Lars Ryd was appointed to the Board of Directors in July 2011. Mr. Ryd perates his own consultancy business, Hertigbolaget AB, in Sweden, since 2007. Mr. Ryd’s business specializes in providing the retail clothing industry with full-service turn-key project management of new establishment and renovation of retail outlets in Scandinavia. Clients include a multinational retail clothing chain which employs close to 10,000 people and has a turnover of 2 billion euro. During the period 2002 to 2007, Mr. Ryd was employed by Jones Lang LaSalle Sweden and was in charge of the division for real estate services for retail assets. Prior to this, Mr. Ryd was employed by H&M for ten years and managed new establishment and renovation of retail outlets in Scandinavia. During this period, he was in charge of an annual budget of approximately 20 million euro. Mr. Ryd’s strong understanding of project management allows him to offer valuable insight to our Board on operational matters and strategic planning.

Certain Relationships

Effective March 1, 2009, the Company appointed Ilan Bunimovitz as a director to fill a newly created vacancy on the Board. Mr. Bunimovitz was appointed as a director pursuant to his Employment Agreement with the Company and Game Link LLC, a subsidiary of the Company, entered into on January 20, 2009. Under the terms of the Employment Agreement the Company agreed to appoint Mr. Bunimovitz to its Board by March 1, 2009, and to nominate him to continue to serve as a director in 2009, 2010 and 2011 until such time as he ceases to be employed by the Company. The Employment Agreement was entered into in connection with the acquisition of Game Link LLC and its affiliate by the Company on January 20, 2009, companies engaged in the business of digital distribution of adult content over the Internet and online eCommerce development. Under a separate agreement entered into in connection with the acquisition of Game Link, Berth Milton agreed to vote Private shares beneficially owned by him in favor of Mr. Bunimovitz’s election to the Board of Directors in 2009, 2010 and 2011, so long as he continues to be employed by the Company. Effective July 2010 Mr. Bunimovitz ceased to be employed by the Company. Accordingly, Mr. Bunimovitz was not nominated by the Company to serve as a director in connection with the 2011 Annual Meeting.
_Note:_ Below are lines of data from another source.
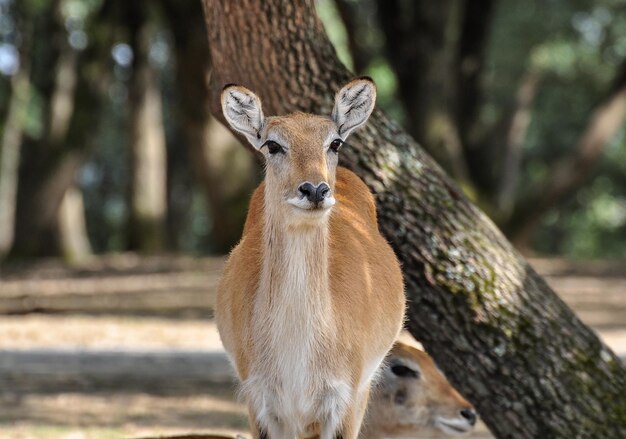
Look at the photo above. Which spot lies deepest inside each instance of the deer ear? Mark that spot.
(243, 112)
(353, 105)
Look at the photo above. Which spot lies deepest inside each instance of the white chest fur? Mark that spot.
(293, 327)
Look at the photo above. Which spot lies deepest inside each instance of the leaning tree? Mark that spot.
(497, 330)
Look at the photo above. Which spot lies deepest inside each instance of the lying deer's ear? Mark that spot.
(353, 105)
(243, 112)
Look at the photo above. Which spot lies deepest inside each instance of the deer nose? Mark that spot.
(469, 415)
(314, 194)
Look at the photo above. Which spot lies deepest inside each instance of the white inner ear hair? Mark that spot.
(353, 107)
(244, 112)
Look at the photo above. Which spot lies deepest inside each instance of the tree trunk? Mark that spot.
(421, 40)
(72, 229)
(47, 166)
(148, 193)
(225, 173)
(497, 330)
(10, 157)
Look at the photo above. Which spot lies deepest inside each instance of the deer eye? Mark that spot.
(273, 147)
(335, 145)
(404, 372)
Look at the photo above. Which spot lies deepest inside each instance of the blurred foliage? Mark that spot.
(575, 45)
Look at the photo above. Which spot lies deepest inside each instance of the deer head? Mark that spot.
(301, 150)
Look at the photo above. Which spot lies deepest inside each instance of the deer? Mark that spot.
(312, 297)
(413, 399)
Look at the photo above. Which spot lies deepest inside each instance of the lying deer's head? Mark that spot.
(414, 396)
(301, 150)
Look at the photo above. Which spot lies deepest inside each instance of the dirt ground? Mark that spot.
(126, 347)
Effective December 17, 2009, the Company appointed Eric Johnson as a director pursuant to his Employment Agreement with the Company and Entruphema Inc., a subsidiary of the Company, entered into on October 29, 2009. The Employment Agreement was entered into in connection with the acquisition of Entruphema and its affiliate, Sureflix Digital Distribution Inc. on October 29, 2009. Under a separate agreement entered into in connection with the acquisition of Game Link, Berth Milton has agreed to vote Private shares beneficially owned by him in favor of Mr. Johnson’s election to the Board of Directors in 2010, 2011 and 2012, so long as he continues to be employed by the Company.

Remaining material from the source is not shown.